Estas perguntas tocam em questões fundamentais: a vida humana, sua dignidade, o amor humano, seu sentido e alcance, o nascimento, o sofrimento, a doença, a morte e as relações com outros seres vivos e o meio ambiente. São temas muito amplos e que não podem ser abordados com pressa. As respostas dadas a cada uma daquelas perguntas, consciente ou inconscientemente, moldam cada um de nossos comportamentos.

As ações que empreendemos diariamente influem sobre a própria vida e sobre as daqueles que vivem ao nosso redor. Num certo sentido, não existem atos indiferentes, pois mesmo as omissões podem ser danosas, como por exemplo, deixar de praticar exercícios, o que favorece a obesidade e “hibernar” aos finais de semana, quando se poderia aproveitar o tempo com os outros.

O estudo da bioética pretende orientar e avaliar nossas ações de maneira a promover um mundo mais saudável, mais solidário e justo, mais atento para os indefesos, para aqueles que sofrem e mais preocupado com a proteção adequada da pessoa e do ambiente.

Isso implica, em primeiro lugar, na elaboração de uma antropologia dotada de validade, a qual deve estar em diálogo constante com as mais sólidas propostas filosóficas elaboradas ao longo dos séculos, fruto destilado de uma longa e contínua investigação e teorização da natureza humana, bem como com as descobertas da psicologia moderna e das ciências biológicas e médicas, sem prejuízo dos trabalhos sociológicos e pedagógicos.

Ao mesmo tempo, a antropologia confronta com a visão particular da identidade própria e da alheia. É impossível, como em qualquer área das humanidades, um estudo neutro da antropologia, pois, por intermédio deste ramo do saber, pomos em claro as próprias ideias sobre o que somos como seres humanos.

Em segundo lugar, a bioética depende de uma série de princípios éticos fundamentais. A ética, como a antropologia, é apresentada segundo diferentes formas e teorias, por vezes, absolutamente contraditórias, o que dificulta o estudo da bioética.

Diante deste panorama pluralista, faz falta ter uma noção das principais teorias bioéticas em suas relações com as linhas éticas do passado ou do presente. Concomitantemente, a reflexão sobre os desafios éticos interpela a consciência de cada ser humano, seja leigo ou intelectual, pois o conhecimento do bem e do mal permite o julgamento de nossas ações e daquelas realizadas pelos outros.

Em terceiro lugar, o estudo da bioética está em estreita relação com outras áreas afins, especialmente com a medicina, a biologia, a filosofia e o direito.

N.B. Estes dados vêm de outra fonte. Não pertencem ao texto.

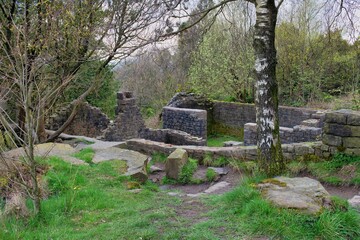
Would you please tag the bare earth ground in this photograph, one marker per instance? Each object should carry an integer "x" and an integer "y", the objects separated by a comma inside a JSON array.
[
  {"x": 193, "y": 209},
  {"x": 234, "y": 178}
]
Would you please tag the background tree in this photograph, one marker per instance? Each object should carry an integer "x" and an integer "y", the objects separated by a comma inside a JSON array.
[{"x": 45, "y": 45}]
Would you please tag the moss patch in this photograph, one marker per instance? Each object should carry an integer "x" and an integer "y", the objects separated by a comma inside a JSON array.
[
  {"x": 274, "y": 181},
  {"x": 218, "y": 128}
]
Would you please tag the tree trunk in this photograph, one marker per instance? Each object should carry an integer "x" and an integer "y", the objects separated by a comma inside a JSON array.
[{"x": 266, "y": 98}]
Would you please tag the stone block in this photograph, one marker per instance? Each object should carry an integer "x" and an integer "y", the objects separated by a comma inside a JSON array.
[
  {"x": 355, "y": 131},
  {"x": 351, "y": 142},
  {"x": 335, "y": 117},
  {"x": 233, "y": 143},
  {"x": 175, "y": 162},
  {"x": 332, "y": 140},
  {"x": 354, "y": 118},
  {"x": 337, "y": 129},
  {"x": 353, "y": 151},
  {"x": 301, "y": 149},
  {"x": 311, "y": 123}
]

De fato, ao se estudar a bioética, não pode encarar tantas disciplinas simultaneamente. Felizmente, o mundo contemporâneo difunde numerosas e ricas ideias sobre estas áreas do conhecimento, de forma que resulta possível a elaboração de uma visão pessoal sobre o que seja mais adequado para preservar a própria saúde, a dos outros, sobre a importância da proteção do indivíduo e assim por diante.

Em quarto lugar, a bioética questiona e julga as distintas formas de organização da sociedade, bem como a correção das leis estabelecidas por escrito ou de modo habitual nos povos. Evidente que isso acarreta o domínio do Direito, a fim de que o estudioso possa analisar quais os segmentos da vida são dignos de atenção e de tutela legal pelas autoridades e quais outros podem ser objeto de uma livre escolha dos indivíduos.

Por fim, a bioética deve ter um matiz metafísico, buscando os princípios primeiros e as razões últimas do valor da pessoa, sua concepção, sua relação de prioridade e de complementaridade para com a sociedade, a fim de que não seja mais ameaçada de instrumentalização pelo próprio homem. Em suma, a busca dos fundamentos da bioética encerra uma urgente tarefa e um enorme desafio.